Came on a tractor trailer. 2 boxes of immense weight.
Unpacked and found out there's lots to be put together. Then I could not find the battery  hubby and I looked for an hour and went in the house and you tube saved us with video assembly. Had to put on the tires and shocks, frame, roof, hood, bed, etc. But looked another hour for all the nuts and bolts. You Tube saved us again by showing a cooler compartment under the seat where they hid the hardware.

I had a Kawasaki mule, costing $1500 more, and this is a Linhai bighorn 400. After seeing the craftsmanship of both now, this appears to be a better quality machine. Linhai is actually a Yamaha engine. It has a hitch, and winch that I haven't found yet. 

Does anyone have ideas on what I can use to insert inside the bed to make the sides that stand higher? So I can carry and dump more used shavings? Maybe cardboard, LOL


----------



## dawg53 (Aug 25, 2015)

Can you post a couple of pics to give us ideas?


----------



## azbison (Nov 17, 2015)

I have done some projects with plastic from 55 gallon plastic barrels. That stuff is tough!!!! But you won't get any straight lines with it. It is born to curve. It might make a neat bedliner to get several extra cubic feet in the bed.


----------



## seminole wind (Aug 22, 2015)

Azbison I'll have to look into it. There's only one plan online that has the raised sides contraption for raised walls. 

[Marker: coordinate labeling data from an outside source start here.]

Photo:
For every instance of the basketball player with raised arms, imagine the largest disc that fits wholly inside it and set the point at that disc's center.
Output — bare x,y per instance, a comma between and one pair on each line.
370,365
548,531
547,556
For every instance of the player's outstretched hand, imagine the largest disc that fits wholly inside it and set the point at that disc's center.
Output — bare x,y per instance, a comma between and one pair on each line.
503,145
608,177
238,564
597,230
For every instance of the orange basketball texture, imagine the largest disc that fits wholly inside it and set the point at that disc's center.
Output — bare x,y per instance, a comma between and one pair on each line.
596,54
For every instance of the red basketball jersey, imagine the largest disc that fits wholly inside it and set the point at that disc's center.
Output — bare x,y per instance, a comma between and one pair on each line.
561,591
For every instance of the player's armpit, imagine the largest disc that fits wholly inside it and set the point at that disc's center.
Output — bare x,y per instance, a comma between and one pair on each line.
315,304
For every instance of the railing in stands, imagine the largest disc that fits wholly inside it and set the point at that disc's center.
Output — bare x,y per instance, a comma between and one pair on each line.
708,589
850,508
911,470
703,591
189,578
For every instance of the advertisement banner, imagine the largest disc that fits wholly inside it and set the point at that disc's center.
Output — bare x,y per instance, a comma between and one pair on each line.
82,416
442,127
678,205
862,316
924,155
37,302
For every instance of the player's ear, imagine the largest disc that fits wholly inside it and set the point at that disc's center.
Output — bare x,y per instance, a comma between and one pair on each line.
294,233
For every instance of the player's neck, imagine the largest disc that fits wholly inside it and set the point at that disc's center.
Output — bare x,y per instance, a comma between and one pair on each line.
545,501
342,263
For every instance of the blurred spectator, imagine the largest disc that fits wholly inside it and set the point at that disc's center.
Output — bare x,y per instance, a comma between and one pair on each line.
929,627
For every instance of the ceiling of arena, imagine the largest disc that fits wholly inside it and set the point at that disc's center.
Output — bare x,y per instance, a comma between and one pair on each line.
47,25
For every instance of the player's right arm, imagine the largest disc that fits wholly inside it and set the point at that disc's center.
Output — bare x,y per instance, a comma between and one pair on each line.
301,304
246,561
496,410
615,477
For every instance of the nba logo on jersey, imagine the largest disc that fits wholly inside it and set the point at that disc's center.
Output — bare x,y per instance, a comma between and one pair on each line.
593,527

I have lots of pictures and will take some more today and post them. Can't wait! I'm lucky my hubby loves to do this stuff.


----------



## azbison (Nov 17, 2015)

Here is a pic of the barrels I recently cut up. Look at the thickness, and you get a bottom to make water or feed trays from....

I got these in KY for $5 each. If you look hard, or have somebody who drives the I-65 corridor, you can get some cheap barrels.


----------



## seminole wind (Aug 22, 2015)

I'll bet it could be uncurled by nailing a few 2x2's or 2x4's to it. (I mean screw on to wood with washers).

Grrrrr!!!!! We turn the key, the lights come on. but no engine turnover. We don't have the hood and bed on yet, we hope to start it first. Back to You Tube LOL


----------



## zamora (May 26, 2015)

Sorry to hear about that. I was hoping to see some pictures of you roaring off into the sunset.


----------



## seminole wind (Aug 22, 2015)

zamora said:


> Sorry to hear about that. I was hoping to see some pictures of you roaring off into the sunset.


LOL me too. Hubby finally called his son and his son came out. (you know how kids are, they grow up getting old cars to run).

Hopefully it will happen. 
Lesson? Don't try to save $1500 by ordering online. Buy at a UTV place and let them run it before you leave.

I have been saving piles of stuff that need to be moved and they are still sitting there.


----------



## seminole wind (Aug 22, 2015)

The non starting turned out to be an adjustment on the brake so it will only start if you step on it, but it was set wrong. So hopefully he'll have it together tomorrow.


----------



## azbison (Nov 17, 2015)

Had another thought for your increase in bed size. If you check craigslist, you might find an old bedliner that is free, you can cut some of that up and bolt it together to make a bigger bed..... sorry can't turn ideas off....


----------



## seminole wind (Aug 22, 2015)

Hey I appreciate the ideas coming. This is day 4. He's out there putting the cage up (structure that prevents death in a roll over). 

I found the little dial that increases the idle. This is good for when the thing keeps stalling because the engine isn't running fast enough. I did get to sit in the vehicle and turn the key.


----------